Make sure the metric extractor points at the verifier output:

metric:
name: score
direction: maximize
extractor:
type: json_file
path: runs/latest/results.json
json_pointer: /metric

Optional: import sample research assets

This repo includes a small Kaggle-style demo package.

./move-testpackage.sh --overwrite ./demo

After importing, re-check manifest.yaml, program.md, experiment.py, and validate_results.py.

Run the lifecycle

Prepare the project:

uv run goalseek setup ./demo

Commit local scaffold and setup changes before agent-driven edits:

uv run goalseek gittreeclean --message "clean repo" ./demo

Capture the baseline metric. Baseline runs verification on the current project without asking a provider to edit code.

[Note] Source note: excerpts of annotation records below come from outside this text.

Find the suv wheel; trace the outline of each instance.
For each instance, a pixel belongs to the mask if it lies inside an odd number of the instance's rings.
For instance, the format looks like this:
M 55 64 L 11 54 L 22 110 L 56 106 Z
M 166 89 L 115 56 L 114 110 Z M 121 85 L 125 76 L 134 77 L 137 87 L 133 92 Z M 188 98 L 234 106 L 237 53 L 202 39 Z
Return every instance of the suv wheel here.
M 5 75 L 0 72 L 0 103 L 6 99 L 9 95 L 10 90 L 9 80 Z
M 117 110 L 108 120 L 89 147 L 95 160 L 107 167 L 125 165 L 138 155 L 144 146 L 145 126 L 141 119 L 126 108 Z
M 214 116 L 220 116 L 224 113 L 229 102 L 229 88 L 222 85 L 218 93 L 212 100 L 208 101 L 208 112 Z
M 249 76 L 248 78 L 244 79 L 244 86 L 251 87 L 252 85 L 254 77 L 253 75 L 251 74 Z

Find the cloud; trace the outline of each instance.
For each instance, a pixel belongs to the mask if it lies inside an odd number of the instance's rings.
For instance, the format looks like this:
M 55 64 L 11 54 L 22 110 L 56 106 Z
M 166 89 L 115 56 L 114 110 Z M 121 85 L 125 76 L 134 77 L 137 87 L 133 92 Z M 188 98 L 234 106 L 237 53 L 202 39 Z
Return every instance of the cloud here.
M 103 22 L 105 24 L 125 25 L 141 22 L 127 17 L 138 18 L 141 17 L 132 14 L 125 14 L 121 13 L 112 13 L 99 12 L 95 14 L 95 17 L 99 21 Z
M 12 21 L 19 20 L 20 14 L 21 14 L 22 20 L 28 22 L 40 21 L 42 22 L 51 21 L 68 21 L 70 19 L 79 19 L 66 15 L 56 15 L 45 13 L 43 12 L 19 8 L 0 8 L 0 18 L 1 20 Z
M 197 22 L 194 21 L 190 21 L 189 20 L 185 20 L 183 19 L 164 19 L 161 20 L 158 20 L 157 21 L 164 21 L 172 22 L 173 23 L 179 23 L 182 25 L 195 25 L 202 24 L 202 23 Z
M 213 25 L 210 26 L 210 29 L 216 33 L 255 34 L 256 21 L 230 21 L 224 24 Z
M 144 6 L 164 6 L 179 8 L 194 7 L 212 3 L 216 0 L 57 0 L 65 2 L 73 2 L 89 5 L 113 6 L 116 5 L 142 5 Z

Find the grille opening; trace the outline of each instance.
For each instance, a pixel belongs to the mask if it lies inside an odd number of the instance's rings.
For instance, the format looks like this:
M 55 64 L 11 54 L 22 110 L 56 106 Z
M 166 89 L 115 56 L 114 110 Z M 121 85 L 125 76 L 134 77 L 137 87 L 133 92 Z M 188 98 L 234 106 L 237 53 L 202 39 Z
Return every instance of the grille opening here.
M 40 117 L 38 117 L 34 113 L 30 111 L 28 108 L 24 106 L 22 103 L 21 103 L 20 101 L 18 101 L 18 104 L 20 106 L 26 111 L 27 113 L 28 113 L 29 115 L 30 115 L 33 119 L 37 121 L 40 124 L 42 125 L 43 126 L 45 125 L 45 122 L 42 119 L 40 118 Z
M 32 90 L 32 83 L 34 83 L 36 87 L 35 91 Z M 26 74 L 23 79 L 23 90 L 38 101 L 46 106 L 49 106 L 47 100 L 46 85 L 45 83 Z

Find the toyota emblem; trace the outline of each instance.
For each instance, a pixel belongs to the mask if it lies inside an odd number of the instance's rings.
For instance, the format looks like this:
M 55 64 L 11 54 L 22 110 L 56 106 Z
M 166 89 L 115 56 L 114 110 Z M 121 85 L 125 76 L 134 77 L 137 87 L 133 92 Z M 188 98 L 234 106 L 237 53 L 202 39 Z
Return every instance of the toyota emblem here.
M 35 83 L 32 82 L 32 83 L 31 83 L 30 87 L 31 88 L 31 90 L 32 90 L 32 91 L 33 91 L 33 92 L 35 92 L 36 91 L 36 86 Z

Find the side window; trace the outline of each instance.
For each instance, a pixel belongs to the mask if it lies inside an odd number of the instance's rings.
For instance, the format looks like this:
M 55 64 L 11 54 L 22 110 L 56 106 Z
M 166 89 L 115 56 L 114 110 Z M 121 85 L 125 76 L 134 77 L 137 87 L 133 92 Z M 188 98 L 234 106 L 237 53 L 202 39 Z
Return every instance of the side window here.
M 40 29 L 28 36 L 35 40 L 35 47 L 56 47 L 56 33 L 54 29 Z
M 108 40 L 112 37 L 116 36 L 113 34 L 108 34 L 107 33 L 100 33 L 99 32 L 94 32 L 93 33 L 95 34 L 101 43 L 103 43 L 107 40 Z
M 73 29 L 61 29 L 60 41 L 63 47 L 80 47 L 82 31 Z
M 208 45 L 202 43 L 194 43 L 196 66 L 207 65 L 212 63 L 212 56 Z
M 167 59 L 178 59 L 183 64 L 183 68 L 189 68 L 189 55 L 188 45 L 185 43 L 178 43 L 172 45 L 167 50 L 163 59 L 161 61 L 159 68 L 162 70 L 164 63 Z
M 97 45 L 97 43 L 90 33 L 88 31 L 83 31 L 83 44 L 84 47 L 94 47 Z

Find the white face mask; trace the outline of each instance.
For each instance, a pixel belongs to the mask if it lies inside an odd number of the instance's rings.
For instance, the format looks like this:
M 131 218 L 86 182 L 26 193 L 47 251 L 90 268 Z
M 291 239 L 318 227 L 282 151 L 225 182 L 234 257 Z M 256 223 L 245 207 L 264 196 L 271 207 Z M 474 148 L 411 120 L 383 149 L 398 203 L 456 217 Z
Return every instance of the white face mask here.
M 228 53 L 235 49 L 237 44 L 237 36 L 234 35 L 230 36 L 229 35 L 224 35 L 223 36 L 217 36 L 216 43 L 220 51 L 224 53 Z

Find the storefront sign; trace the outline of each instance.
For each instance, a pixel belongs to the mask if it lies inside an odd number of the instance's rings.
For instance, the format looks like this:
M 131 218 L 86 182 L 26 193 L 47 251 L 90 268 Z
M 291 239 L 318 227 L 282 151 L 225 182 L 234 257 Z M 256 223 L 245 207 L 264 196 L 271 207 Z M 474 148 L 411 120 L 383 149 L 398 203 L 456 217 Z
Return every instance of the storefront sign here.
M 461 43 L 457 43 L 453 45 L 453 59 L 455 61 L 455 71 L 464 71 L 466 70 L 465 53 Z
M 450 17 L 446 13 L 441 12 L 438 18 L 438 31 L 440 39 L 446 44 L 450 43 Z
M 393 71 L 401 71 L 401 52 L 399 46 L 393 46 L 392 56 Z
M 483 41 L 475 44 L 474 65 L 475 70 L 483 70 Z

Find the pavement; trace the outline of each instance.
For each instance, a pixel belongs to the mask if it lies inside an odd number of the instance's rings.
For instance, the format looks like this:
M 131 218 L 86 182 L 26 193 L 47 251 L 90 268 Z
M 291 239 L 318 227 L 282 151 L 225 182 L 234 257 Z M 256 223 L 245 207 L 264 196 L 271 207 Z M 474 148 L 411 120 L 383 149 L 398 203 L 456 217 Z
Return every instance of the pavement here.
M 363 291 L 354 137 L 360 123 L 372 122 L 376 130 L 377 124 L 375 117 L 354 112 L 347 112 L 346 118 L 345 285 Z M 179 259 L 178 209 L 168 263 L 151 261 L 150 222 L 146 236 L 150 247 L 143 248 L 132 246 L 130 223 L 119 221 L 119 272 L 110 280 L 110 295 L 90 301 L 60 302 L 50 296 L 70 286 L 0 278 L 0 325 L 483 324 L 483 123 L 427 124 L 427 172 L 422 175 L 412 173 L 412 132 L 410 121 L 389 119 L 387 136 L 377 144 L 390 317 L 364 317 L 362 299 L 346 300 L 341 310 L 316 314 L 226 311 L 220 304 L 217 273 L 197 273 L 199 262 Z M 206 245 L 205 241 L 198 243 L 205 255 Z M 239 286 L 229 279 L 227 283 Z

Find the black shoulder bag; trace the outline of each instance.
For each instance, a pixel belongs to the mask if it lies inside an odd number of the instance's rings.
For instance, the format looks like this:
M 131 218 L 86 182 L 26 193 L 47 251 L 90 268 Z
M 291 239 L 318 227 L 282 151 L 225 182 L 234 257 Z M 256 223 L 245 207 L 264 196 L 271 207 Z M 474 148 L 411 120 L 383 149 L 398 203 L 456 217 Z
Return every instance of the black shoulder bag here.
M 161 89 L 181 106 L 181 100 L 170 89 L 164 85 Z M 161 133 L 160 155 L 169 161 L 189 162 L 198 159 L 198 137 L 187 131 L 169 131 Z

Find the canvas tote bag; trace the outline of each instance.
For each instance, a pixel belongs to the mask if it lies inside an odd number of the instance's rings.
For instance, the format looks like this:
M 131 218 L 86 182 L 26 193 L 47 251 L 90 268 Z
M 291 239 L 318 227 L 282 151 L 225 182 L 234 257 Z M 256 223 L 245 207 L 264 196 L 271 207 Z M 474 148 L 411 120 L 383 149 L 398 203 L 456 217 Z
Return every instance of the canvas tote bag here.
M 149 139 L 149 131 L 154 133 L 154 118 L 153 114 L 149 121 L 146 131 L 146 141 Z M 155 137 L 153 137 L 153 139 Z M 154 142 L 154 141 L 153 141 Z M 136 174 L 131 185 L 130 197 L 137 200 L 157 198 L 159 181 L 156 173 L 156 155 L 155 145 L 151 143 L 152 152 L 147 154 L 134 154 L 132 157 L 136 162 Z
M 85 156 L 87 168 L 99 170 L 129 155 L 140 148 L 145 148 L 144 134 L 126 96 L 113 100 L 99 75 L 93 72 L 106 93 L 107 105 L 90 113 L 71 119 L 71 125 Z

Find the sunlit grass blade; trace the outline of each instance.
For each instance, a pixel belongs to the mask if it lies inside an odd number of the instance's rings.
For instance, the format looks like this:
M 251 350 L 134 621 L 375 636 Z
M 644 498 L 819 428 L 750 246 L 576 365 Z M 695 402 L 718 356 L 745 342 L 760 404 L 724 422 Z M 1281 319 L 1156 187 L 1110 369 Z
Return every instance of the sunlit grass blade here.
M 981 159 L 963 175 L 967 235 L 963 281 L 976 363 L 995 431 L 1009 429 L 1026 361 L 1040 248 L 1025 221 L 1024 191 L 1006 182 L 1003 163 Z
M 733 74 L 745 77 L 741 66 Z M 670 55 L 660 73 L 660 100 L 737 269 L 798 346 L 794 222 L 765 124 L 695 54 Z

uv run goalseek baseline ./demo

Run a few full iterations:

uv run goalseek run ./demo --iterations 3

Inspect status and summary:

uv run goalseek status ./demo
uv run goalseek summary ./demo

What to expect on disk

  • runs/0000_baseline/ stores baseline artifacts.
  • runs/0001/, runs/0002/, and later directories store iteration-specific prompts, plans, logs, and result records.
  • logs/state.json stores resumable loop state.
  • logs/results.jsonl stores append-only result summaries.
Good first inspection points

Open runs/0001/prompt.md, runs/0001/provider_output.md, and runs/0001/result.json after your first iteration. Those files make the system much easier to reason about.

What happens during a run

Baseline:

  1. discovers the project root
  2. validates manifest.yaml
  3. loads effective config
  4. runs verification commands
  5. extracts the metric
  6. writes runs/0000_baseline/ and initializes logs/state.json

Each later iteration:

READ_CONTEXT -> PLAN -> APPLY_CHANGE -> COMMIT -> VERIFY -> DECIDE -> LOG

The loop resumes from logs/state.json if a previous run stopped between phases.

Common failure modes

  • Missing provider CLI executable: install the matching provider tool and make sure it is available on PATH.
  • Dirty working tree: commit or restore local changes before run.
  • Manifest issues: re-run goalseek manifest validate and check path scopes plus metric extraction rules.
  • Verification failures: inspect runs/<iteration>/verifier.log.